Tarkovski : Si elle exige vraiment cela, si l’état psychologique du personnage peut vraiment intégrer la couleur de cette façon... C’est difficile à dire, peut-être dans un épisode concret. Ou bien... on pourrait peut-être utiliser une telle accentuation de la couleur dans l’épisode de la maladie de Kelvin. Non pas parce qu’à ce moment il sent le monde de manière harmonique, mais, au contraire, en vertu du fait que ses sensations de couleur sont biaisées et provoquées par l’état de son psychisme, l’état de sa mémoire, alors des « visions » apparaissent qui fixent nettement la couleur... Peut-être. Nous verrons. Pour moi, maintenant, il s’agit avant tout du principe, du programme pour aborder la couleur. Il faut que la représentation soit vraisemblable et la plus simple possible. Ce n’est pas un but en soi, c’est la condition nécessaire pour transmettre au spectateur l’essence spirituelle de ce qui est représenté. Le mouvement de la forme ne doit pas être perçu comme une présentation de possibilités expressives. C’est en ce sens que je parle de simplicité.

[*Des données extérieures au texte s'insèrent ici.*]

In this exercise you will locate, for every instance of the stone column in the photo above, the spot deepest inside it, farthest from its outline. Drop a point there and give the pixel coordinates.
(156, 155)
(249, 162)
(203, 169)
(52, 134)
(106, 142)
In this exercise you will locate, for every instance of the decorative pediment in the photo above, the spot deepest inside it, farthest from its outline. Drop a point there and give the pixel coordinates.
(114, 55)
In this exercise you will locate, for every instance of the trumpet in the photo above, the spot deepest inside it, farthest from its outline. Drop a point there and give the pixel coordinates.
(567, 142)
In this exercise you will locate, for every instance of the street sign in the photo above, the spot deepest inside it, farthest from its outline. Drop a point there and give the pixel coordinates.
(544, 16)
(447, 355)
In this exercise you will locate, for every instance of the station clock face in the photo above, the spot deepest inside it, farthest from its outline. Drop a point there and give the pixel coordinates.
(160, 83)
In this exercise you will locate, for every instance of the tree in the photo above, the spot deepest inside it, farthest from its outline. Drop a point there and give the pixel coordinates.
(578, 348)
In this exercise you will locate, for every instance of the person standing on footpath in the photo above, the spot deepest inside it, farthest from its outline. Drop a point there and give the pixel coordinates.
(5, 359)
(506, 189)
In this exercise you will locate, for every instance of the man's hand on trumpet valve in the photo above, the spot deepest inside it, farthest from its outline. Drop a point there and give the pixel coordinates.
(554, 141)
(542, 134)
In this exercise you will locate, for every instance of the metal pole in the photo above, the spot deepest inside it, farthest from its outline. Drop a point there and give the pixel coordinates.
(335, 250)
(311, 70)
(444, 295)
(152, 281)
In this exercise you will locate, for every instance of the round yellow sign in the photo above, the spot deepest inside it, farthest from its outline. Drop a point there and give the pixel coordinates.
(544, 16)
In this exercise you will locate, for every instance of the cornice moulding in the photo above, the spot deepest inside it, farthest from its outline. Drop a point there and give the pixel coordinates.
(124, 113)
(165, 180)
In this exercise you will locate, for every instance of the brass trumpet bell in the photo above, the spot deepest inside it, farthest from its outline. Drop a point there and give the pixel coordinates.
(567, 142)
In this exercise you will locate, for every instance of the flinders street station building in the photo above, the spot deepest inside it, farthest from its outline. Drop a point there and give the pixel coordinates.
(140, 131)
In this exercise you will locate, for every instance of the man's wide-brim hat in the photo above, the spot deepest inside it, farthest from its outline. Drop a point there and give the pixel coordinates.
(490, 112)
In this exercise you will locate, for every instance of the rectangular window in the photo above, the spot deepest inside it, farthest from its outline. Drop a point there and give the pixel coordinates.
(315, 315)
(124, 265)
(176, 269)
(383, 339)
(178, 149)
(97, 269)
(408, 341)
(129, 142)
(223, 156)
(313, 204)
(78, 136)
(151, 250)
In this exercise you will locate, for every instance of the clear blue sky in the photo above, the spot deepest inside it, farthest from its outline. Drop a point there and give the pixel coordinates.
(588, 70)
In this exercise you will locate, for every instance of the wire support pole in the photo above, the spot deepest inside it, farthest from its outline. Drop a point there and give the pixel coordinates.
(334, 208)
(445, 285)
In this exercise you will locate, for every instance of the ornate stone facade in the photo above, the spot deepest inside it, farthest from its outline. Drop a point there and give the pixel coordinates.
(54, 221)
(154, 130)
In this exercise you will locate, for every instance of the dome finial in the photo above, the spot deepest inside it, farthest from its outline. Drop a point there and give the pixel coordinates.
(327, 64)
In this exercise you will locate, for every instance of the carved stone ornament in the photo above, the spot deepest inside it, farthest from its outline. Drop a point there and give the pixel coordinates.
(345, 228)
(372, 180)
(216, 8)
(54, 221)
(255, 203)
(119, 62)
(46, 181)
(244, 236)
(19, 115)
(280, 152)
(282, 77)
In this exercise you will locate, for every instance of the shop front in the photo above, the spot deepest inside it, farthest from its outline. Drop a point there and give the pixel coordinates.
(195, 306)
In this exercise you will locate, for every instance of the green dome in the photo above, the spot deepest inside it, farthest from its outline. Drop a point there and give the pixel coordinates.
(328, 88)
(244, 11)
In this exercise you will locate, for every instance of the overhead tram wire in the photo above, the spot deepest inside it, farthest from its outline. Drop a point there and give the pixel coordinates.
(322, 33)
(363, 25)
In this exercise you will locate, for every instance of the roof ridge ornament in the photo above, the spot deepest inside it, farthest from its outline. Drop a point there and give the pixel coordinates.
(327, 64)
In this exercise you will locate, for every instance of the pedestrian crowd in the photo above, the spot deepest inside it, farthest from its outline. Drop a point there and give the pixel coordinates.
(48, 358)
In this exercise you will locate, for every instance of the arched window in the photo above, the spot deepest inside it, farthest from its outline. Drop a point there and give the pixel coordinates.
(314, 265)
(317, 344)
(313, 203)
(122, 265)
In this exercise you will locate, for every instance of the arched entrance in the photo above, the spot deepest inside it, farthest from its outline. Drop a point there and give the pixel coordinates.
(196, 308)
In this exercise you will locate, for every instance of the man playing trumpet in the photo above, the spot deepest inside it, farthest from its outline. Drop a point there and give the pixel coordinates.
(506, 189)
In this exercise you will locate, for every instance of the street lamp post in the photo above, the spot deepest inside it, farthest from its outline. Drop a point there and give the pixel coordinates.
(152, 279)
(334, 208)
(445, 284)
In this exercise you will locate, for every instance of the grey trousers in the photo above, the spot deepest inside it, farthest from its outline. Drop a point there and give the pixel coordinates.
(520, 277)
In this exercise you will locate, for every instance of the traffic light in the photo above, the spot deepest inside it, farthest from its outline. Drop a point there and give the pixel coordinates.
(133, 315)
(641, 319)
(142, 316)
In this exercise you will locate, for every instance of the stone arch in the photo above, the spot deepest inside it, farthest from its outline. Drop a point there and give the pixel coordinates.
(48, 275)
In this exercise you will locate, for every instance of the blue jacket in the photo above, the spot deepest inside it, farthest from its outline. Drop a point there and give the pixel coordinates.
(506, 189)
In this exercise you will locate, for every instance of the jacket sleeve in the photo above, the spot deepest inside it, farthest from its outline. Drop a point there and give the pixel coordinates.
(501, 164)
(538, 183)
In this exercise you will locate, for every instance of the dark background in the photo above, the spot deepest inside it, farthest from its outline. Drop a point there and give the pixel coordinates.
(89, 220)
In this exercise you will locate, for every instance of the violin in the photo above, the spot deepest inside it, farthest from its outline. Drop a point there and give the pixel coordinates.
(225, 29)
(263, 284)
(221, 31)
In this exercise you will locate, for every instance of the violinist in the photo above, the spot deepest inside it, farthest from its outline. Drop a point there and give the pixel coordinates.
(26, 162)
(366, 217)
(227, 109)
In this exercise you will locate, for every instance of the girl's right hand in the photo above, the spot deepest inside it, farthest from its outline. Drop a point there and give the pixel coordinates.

L. K. : Je dirais que la voie vers cette simplicité est loin d’être simple... Et la voie vers la vérité est dans ce cas dépourvue d’artifice.
Tarkovski : Bien sûr, tout cela est très compliqué. Il est difficile de prévoir ce que nous ferons de la couleur. D’une façon générale, la couleur est un des problèmes les plus sérieux pour le cinéma contemporain. Le problème, selon moi, n’est pas résolu. Il y a beaucoup de solutions, elles sont plus ou moins heureuses – mais, d’une manière générale, elles se situent sur le seul plan de la peinture. Et il faut penser au cinématographe...
Entretien réalisé durant l’été 1970 et publié dans Kinovedčeskie zapiski, 1988, № 1.